The Metagalactic X-ray Background

In previous example we’ve calculated the UV background spectrum at a single redshift. Here, we’ll compute the X-ray background evolution over time, and fast!

import ares
import numpy as np
import matplotlib.pyplot as pl

# Parameters for population of stellar mass BHs
params = \
{
 'source_type': 'bh',
 'Tmin': 1e4,
 'spectrum_type': 'mcd',
 'source_mass': 10.,
 'approx_xrb': False,      # Solve the RTE!
 'discrete_xrb': True,     # Look in $ARES/input/optical_depth for lookup table
 'redshift_bins': 400,     # Sample redshift interval with this many points
}

# Initialize RadiationBackground instance
rad = ares.solvers.UniformBackground(**params)

# Compute X-ray flux at all redshifts and photon energies
z, E, fluxes = rad.XrayBackground()

Now, we have the cosmic X-ray background flux at all redshifts, z, and photon energies, E. So, the variable fluxes above is a 2-D array with dimensions (len(z), len(E)). If we wanted to plot the background spectrum at a few redshifts we could do:

for i in range(0, 400, 100):
    pl.loglog(E, fluxes[i], label=r'$z=%.3g$' % z[i])

pl.legend()
pl.xlabel(ares.util.labels['E'])
pl.ylabel(ares.util.labels['flux'])

Computing the Heating/Ionization Rate Density

With fluxes in hand, we can compute the heating rate density and/or ionization rate density at each redshift straightforwardly:

heat = np.zeros_like(z)
ioniz = np.zeros_like(z)

for i, redshift in enumerate(z):
    heat[i] = rad.igm.HeatingRate(redshift, xray_flux=fluxes[i])
    ioniz[i] = rad.igm.IonizationRateIGM(redshift, xray_flux=fluxes[i])

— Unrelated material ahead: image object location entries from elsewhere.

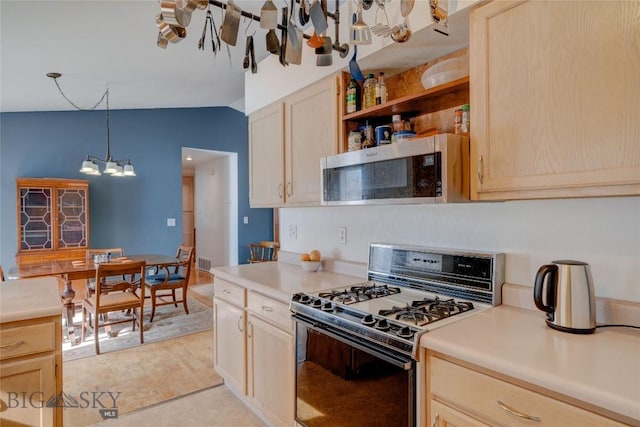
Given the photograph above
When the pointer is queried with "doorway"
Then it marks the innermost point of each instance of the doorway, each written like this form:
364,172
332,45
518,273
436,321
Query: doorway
214,175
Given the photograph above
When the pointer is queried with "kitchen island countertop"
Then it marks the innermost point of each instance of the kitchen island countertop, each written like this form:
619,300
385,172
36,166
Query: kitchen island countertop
280,280
24,299
600,369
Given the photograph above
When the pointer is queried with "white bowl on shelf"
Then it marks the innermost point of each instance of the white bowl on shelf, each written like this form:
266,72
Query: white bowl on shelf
310,265
445,71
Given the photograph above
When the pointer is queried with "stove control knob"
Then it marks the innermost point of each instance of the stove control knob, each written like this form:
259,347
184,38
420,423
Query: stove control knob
368,320
305,299
382,324
405,332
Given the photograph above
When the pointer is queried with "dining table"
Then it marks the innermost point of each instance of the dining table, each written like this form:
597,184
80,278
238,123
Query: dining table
69,270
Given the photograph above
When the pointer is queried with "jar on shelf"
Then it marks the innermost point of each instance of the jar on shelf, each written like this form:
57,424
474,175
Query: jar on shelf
381,89
369,92
354,97
355,140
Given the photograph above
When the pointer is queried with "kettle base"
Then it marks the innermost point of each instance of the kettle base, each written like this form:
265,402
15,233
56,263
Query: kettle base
571,330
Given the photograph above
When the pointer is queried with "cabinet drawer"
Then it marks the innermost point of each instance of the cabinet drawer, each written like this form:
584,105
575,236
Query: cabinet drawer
271,310
25,340
228,292
496,402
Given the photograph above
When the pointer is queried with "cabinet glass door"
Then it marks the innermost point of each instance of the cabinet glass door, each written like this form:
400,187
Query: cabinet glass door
72,223
35,218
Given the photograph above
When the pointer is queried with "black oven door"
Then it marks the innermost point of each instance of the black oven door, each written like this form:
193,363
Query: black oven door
345,381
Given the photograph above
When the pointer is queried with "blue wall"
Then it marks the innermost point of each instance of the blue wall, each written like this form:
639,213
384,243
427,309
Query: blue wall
130,212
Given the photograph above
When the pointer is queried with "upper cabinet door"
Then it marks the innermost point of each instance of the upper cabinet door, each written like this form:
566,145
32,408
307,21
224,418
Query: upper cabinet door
311,132
555,99
266,156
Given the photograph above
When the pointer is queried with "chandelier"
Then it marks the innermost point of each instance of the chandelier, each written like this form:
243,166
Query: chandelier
112,166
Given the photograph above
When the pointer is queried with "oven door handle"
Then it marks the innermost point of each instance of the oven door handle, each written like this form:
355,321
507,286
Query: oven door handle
406,364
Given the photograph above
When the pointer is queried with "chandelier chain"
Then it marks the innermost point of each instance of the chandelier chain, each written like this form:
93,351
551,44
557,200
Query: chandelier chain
106,92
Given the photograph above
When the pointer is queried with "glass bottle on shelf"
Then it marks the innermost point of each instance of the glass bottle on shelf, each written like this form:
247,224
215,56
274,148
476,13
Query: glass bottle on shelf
369,98
381,89
354,97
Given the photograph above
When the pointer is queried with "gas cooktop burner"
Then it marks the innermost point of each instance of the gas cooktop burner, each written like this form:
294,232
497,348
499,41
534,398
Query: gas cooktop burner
427,310
360,293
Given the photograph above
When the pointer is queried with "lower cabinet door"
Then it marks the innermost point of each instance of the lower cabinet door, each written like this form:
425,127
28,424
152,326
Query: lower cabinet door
27,386
271,370
230,344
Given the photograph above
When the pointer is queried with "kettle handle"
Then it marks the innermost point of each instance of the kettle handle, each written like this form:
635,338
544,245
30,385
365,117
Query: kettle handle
551,270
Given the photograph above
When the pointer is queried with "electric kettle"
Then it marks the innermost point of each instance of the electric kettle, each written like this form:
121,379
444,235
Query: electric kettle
570,300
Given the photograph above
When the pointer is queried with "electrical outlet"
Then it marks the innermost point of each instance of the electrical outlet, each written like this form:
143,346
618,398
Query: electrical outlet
342,235
293,232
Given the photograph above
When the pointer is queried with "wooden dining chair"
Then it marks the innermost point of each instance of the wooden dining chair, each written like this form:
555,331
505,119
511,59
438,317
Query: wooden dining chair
263,251
175,277
115,295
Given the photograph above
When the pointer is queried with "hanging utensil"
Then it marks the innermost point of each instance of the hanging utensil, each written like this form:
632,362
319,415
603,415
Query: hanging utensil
269,16
406,6
229,32
315,41
273,44
283,36
293,55
318,18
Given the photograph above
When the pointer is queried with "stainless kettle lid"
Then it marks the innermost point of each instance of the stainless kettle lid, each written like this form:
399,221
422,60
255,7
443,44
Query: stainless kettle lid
569,262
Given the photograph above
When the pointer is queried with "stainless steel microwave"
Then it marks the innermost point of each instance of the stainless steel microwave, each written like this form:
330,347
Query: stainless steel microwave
433,169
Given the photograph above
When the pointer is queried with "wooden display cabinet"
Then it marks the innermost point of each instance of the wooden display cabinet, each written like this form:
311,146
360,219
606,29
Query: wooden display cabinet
52,218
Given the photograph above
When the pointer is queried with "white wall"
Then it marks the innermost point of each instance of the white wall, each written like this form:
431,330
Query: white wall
605,232
216,210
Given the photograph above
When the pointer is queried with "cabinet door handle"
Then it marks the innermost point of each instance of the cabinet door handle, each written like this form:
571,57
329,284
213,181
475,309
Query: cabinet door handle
239,325
480,171
15,344
518,414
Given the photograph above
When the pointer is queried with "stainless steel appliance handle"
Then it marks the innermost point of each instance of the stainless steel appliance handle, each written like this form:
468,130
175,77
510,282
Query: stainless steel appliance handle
406,364
239,326
518,414
480,171
15,344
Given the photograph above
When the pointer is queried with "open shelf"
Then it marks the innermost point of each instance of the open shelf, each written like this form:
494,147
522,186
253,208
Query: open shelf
428,101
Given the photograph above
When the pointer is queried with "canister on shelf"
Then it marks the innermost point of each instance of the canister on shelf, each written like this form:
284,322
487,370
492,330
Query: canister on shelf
355,140
368,139
383,135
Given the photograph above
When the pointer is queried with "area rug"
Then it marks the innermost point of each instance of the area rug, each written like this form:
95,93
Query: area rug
115,383
169,322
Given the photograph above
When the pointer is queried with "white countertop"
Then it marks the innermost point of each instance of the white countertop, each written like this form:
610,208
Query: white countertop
601,369
280,280
29,299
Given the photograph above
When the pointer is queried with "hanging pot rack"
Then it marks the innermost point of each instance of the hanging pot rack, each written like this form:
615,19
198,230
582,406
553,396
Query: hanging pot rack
342,49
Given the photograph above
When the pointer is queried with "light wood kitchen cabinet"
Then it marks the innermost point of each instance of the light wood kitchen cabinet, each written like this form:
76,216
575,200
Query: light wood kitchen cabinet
230,346
286,142
554,99
271,370
30,354
462,396
53,218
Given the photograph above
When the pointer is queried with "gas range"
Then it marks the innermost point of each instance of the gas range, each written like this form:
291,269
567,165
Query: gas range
410,291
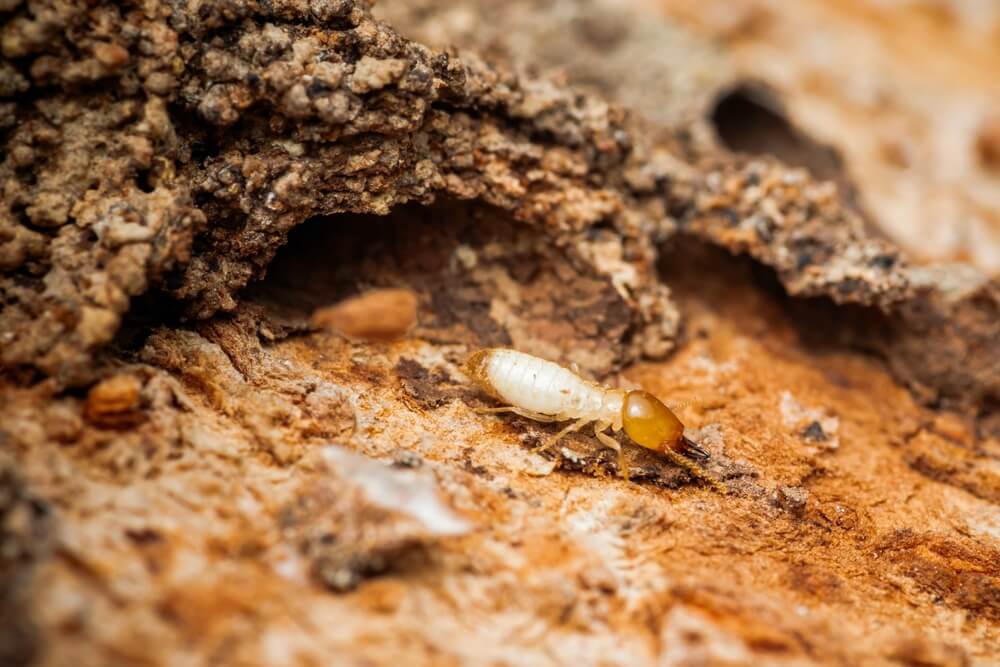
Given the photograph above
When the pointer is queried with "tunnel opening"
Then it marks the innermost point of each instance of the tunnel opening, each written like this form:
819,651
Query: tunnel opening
481,279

Then, plot the results via:

pl.semilogy(z, heat)

or

pl.semilogy(z, ioniz)

These values could be used as input to cosmological simulations, just beware that by default the values returned by HeatingRate and IonizationRateIGM are rates, not rate coefficients, i.e., they have units of \(\mathrm{erg} \ \mathrm{s}^{-1} \ \mathrm{cm}^{-3}\) for the heating rate density, and \(\mathrm{s}^{-1}\) for the ionization rate density.

Tabulating the Optical Depth

The above example relied on a pre-existing table of the IGM optical depth over redshift and photon energy, hence the parameter discrete_xrb, which tells ares to go looking in $ARES/input/optical_depth for lookup tables. This technique was outlined originally in Appendix C of Haardt & Madau (1996).

The shape of the lookup table is defined by the minimum and maximum redshift (10 and 40 by default), the number of redshift bins used to sample that interval, redshift_bins, the minimum and maximum photon energies (0.2 and 30 keV by default), and the number of photon energies (determined iteratively from the redshift and energy intervals and the value of redshift_bins).

To make optical depth tables of your own, see $ARES/examples/generate_optical_depth_tables.py. By default, ares generates tables assuming the IGM is fully neutral, but that is not required. See Section 3 of Mirocha (2014) for more discussion of this technique.

A more complete example can be found in $ARES/tests/test_cxrb_generator.py.

Alternative Methods

The technique outlined above is the fastest way to integrate the cosmological radiative transfer equation (RTE), but it assumes that we can tabulate the optical depth ahead of time. What if instead we wanted to study the radiation background in a decreasingly opaque IGM? Well, we can solve the RTE at several photon energies in turn:

E = np.logspace(2.5, 4.5, 100)

To determine the background intensity at \(z=10\) due to the same BH population as above, we could do something like:

# Function describing evolution of IGM ionized fraction with respect to redshift
# (fully ionized for all time in this case, meaning IGM is optically thin)
xofz = lambda z: 1.0

# Compute flux at z=10 and each observed energy due to emission from
# sources at 10 <= z <= 20.
F = [rad.AngleAveragedFlux(10., nrg, zf=20., xavg=xofz) for nrg in E]

pl.loglog(E, F)

You’ll notice that computing the background intensity is much slower when we do not pre-compute the IGM optical depth.

Let’s compare this to an IGM with evolving ionized fraction:

# Here's a function describing the ionization evolution for a scenario
# in which reionization is halfway done at z=10 and somewhat extended.
xofz2 = lambda z: ares.util.xHII_tanh(z, zr=10., dz=4.)

# Compute fluxes
F2 = [rad.AngleAveragedFlux(10., nrg, zf=20., xavg=xofz2) for nrg in E]

# Plot results
pl.loglog(E, F2)

# Add some nice axes labels
pl.xlabel(ares.util.labels['E'])
pl.ylabel(ares.util.labels['flux'])

Notice how the plot of F2 has been hardened by neutral absorption in the IGM!